France scuppers hopes of cut in bailout interest rate

FRANCE has scuppered hopes of an immediate cut in bailout interest rates after the row over Irish corporation tax levels re-ignited.

France scuppers hopes of cut in bailout interest rate

Europe Minister Lucinda Creighton admitted it was “unlikely” Ireland would get the expected 1% cut — which would have saved taxpayers €450 million a year — at next week’s meeting of EU finance ministers in Germany.

The news emerged as Greece came to a standstill following a national strike against new austerity measures imposed by the government as it grapples with a mounting debt crisis and increased pressure regarding its EU/IMF bailout.

The setback for Ireland came despite European economic and monetary affairs commissioner Olli Rehn and others having said in recent days that they expected an interest rate deal to be concluded “very shortly”.

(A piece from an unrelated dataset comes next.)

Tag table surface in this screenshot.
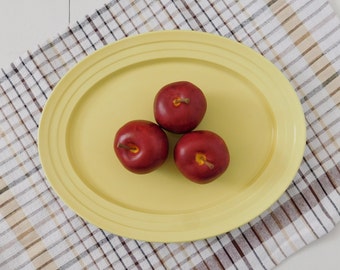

French demands for an increase in Ireland’s 12.5% corporation tax were attacked as unrealistic by Ms Creighton. “To take away one of the really essential pillars of our economic policy, which is critical to achieving growth, would be absolutely counter-productive, not only for Ireland, but also for the eurozone and the EU.”

It had been widely thought Ireland would see its 5.8% interest charges cut by 1% at the summit, but Germany is also keen to see a shift in Dublin’s corporation tax policy, as well as the French.

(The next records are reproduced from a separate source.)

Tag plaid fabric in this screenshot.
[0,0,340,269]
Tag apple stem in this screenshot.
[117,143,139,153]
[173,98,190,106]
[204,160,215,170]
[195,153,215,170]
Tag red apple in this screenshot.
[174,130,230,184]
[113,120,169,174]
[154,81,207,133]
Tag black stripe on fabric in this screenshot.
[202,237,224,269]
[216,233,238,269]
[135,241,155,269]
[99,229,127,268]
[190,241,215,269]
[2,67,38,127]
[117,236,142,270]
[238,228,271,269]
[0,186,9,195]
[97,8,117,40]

After an hour-long meeting with her French counterpart, Laurent Wauquiez, in Paris, Ms Creighton claimed that Ireland’s corporation tax message was “getting through”.

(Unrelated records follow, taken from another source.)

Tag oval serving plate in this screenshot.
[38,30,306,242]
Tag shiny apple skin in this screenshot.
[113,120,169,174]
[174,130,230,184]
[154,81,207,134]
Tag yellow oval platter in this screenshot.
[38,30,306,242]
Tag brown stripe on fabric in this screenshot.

However, this seems to fly in the face of earlier hardline attitudes expressed by Mr Wauquiez when he accused Ireland of being engaged in “fiscal dumping” at the expense of other EU countries.

Ms Creighton pointed to the fact that Greece had already been granted a reduction in its loan rates. “It would be quite bizarre for Ireland to be on a different rate than Portugal and Greece.”

She claimed the unfolding crisis over Greek debt had complicated the issue of Ireland’s interest rate.

“The Greek situation is making other member states more uncomfortable because they’re beginning to question how much its going to require and there is concern about that,” she told RTÉ.

Paris is keen to see Ireland concede ground on the issue of creating a common corporate tax base in the eurozone, as well as a shift on the 12.5% rate.